Abordando a questão atual das doenças mentais que afligem toda a humanidade, sem que a ciência seja capaz de fornecer uma explicação convincente, Kumar apresentou o seu diagnóstico. Segundo ele, não são as ansiedades da era digital, da inteligência artificial, da crise da democracia, que estão fazendo com que a dor da alma, da insatisfação universal, cresça como uma epidemia. E as receitas crescem, levando inexoravelmente às farmácias e aos seus lucros.
A filosofia do guru espiritual é mais simples. Segundo ele, a causa da ansiedade universal que nos aflige se deve ao fato de que o crescimento e o desejo pelo puramente econômico não são capazes de preencher o nosso vazio espiritual. “Não importa quanto você tenha e ganhe, nunca será suficiente, você nunca será totalmente feliz”, afirma. E pede mais. E isso até o infinito.
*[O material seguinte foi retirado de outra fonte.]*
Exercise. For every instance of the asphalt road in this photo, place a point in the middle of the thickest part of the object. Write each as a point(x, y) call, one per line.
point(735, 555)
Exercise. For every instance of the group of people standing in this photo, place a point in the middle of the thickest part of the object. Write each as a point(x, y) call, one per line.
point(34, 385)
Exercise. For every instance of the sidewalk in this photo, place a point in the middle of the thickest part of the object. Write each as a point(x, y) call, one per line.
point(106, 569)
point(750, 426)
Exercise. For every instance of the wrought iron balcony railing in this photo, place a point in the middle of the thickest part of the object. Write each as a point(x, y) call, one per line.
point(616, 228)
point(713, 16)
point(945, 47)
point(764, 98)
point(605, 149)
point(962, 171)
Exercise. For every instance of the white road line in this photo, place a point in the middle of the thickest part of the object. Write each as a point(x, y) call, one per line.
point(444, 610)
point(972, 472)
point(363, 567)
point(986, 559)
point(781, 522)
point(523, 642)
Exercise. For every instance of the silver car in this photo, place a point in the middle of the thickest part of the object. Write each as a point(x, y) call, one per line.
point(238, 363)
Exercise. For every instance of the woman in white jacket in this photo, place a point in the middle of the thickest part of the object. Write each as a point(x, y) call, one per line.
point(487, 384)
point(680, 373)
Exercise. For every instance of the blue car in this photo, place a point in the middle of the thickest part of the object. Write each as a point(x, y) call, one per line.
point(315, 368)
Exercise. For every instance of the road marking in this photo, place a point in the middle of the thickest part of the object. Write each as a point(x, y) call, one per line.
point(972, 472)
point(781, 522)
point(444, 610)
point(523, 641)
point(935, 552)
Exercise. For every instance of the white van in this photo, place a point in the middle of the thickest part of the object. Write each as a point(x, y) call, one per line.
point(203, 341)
Serão realmente os mais felizes, os menos angustiados, os mais serenos, os que menos adoecem, os que têm menos medo da morte, os que acumulam mais poder e riqueza?
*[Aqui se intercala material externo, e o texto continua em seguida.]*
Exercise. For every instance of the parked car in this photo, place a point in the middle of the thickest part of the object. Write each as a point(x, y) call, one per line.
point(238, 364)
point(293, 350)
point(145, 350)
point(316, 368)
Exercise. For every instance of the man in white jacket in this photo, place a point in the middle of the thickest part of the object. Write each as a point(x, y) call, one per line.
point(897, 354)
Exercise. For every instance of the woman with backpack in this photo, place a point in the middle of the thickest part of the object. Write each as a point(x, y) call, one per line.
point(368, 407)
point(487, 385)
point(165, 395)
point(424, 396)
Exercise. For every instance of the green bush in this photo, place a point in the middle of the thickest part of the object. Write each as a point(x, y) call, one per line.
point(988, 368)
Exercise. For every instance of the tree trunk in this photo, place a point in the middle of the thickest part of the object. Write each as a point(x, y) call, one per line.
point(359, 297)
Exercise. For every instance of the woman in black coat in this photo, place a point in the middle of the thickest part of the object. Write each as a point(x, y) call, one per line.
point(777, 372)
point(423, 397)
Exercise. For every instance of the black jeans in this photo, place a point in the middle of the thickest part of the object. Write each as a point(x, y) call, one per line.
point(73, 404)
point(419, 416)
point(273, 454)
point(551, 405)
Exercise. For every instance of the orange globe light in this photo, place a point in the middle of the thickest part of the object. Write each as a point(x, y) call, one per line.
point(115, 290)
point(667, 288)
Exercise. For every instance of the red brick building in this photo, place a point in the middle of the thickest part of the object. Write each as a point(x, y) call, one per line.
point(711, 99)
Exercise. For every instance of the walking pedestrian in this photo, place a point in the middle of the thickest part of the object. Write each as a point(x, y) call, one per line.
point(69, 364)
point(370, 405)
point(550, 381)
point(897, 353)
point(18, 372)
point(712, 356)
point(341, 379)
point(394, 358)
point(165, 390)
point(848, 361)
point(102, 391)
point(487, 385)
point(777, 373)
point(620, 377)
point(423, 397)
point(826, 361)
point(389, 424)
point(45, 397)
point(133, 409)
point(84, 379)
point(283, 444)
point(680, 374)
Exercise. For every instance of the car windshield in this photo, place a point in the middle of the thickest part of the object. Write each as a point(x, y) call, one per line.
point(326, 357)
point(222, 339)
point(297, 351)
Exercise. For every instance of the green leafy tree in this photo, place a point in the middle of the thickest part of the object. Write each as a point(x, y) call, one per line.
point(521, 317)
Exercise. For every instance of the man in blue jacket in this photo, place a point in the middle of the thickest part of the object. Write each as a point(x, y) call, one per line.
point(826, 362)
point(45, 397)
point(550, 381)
O amor viria antes da democracia. “Por si só, não é sequer garantia de um bom governo”, algo que hoje vivemos com mais força do que nunca, pois se há algo no mundo da política atual é que até a democracia, que era uma espécie de religião que garantiu as liberdades individuais e sociais, está mais em crise do que nunca.
Em sua filosofia, o idoso guru que continua viajando pelo mundo espalhando sua utopia de que o amor precede qualquer possibilidade de felicidade profunda e duradoura também insiste que uma vida psíquica e feliz, por mais tecnológica e avançada que seja, é impossível sem contato físico com a natureza, junto às árvores e seus frutos, perto das flores de um jardim ou dos olhos de uma borboleta. Para ele, é incompreensível que no Brasil, um dos países com maior superfície natural virgem, continuem a existir cidades gigantescas como São Paulo ou Rio de Janeiro, com milhões de pessoas aglomeradas nas quais as crianças nunca viram um pássaro voar ou que nunca subiram em uma árvore.
A aparente simplicidade da filosofia da felicidade de Kumar, segundo a qual a solidariedade, a amizade, o amor à natureza, a compreensão da dor dos outros vêm antes da ideologia e da política, coincide neste momento com um tema que envolve o Brasil nesse mesmo mistério.
Desta vez não foi um simples e místico monge, mas o intelectual, presidente da Academia Brasileira de Letras e colunista do jornal O Globo, Merval Pereira, que em sua coluna intitulada Solidariedade aborda do ponto de vista político a força que é ter esse valor e a quebra de preconceitos políticos diante da tragédia humana das enchentes na região Sul do Brasil . Numa das regiões mais ricas do país e ao mesmo tempo mais direitista, como escreve Merval: “A dura tragédia que está a custar tantas vidas e a evacuar cidades inteiras serviu para redescobrir a importância da solidariedade”.
É naquela região onde o país está fortemente dividido entre os seguidores do progressista Lula e do ultradireitista Bolsonaro. E está a ser uma descoberta ao mesmo tempo da tragédia humana e da solidariedade que a acompanha, que leva as pessoas a sacrificarem as suas vidas para salvar outras, onde se torna tangível, como sublinha o colunista, que voltamos a ter um país que une em torno de uma causa independentemente de os voluntários que expõem suas vidas serem lulistas ou bolsonaristas. Assim como os militares que, divididos, estiveram a ponto de cair na tentação oferecida por Bolsonaro de dar um golpe de Estado, hoje estão unidos, sem rótulos políticos, na dura e arriscada ajuda para salvar vidas, sem pedir em quem votaram nas urnas.
Será ou não o amor, a solidariedade, a amizade, o respeito à natureza, uma vida simples, sem ansiedade em acumular riquezas e sem exigir rótulos políticos, não apenas a melhor receita para a felicidade, mas até mesmo o melhor remédio contra as dores da alma?